What is supplemental insurance?

Supplemental insurance is limited benefit coverage that’s designed to supplement – but not replace – your regular major medical insurance policy.

Supplemental insurance includes a variety of different types of coverage, including accident insurance, dental insurance, vision insurance, cancer insurance, fixed indemnity insurance, and critical illness insurance.

What does supplemental insurance cover?

Coverage will vary considerably depending on the type of supplemental insurance and the specific benefits that you purchase. In general, these policies will have specific lists of the medical conditions, circumstances, or treatments they’ll cover, and pre-determined maximum benefits.

The benefits might be paid in one lump sum, or as a series of smaller amounts depending on the medical services that you receive.

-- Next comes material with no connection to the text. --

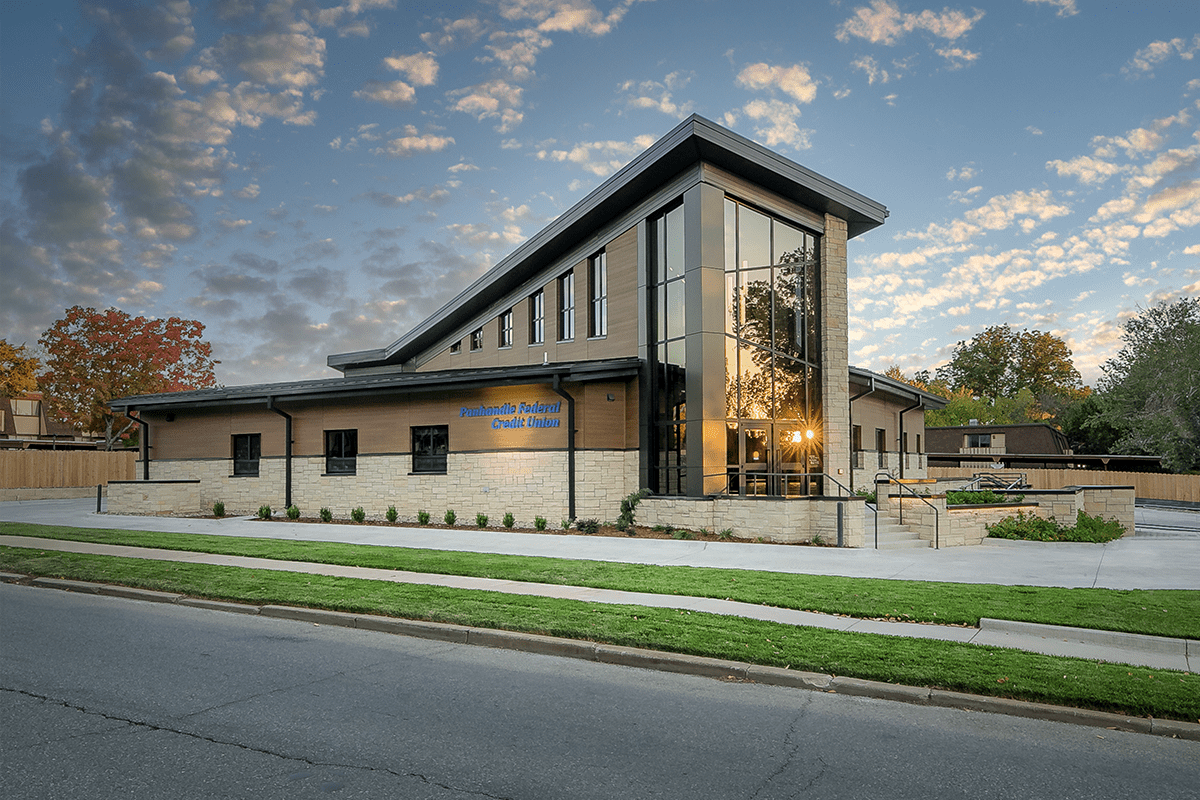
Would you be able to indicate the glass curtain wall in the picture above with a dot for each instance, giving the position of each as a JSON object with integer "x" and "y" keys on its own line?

It’s possible to buy supplemental insurance policies that will pay benefits for a wide range of serious medical conditions, accidental injuries, and routine care such as dental or vision services.

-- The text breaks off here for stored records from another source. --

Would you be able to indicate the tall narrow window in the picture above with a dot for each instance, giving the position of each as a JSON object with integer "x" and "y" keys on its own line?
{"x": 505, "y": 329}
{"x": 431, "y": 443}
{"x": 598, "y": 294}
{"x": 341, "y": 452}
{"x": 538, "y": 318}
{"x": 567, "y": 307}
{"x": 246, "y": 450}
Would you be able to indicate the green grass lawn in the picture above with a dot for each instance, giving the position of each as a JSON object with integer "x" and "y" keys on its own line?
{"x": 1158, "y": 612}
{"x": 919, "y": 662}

For dental and vision insurance, the policy is likely to pay benefits directly to the dentist or optometrist, as opposed to sending cash to the policyholder. This will typically be the case if the dentist or optometrist is in-network with your plan; if they’re out-of-network and the plan provides out-of-network benefits, it’s more common for the patient to pay the provider in full and then submit a claim to the dental and vision plan for some level of reimbursement.

But for other types of supplemental insurance, the policy is typically structured so that cash benefits are paid to the policyholder, to use as they see fit.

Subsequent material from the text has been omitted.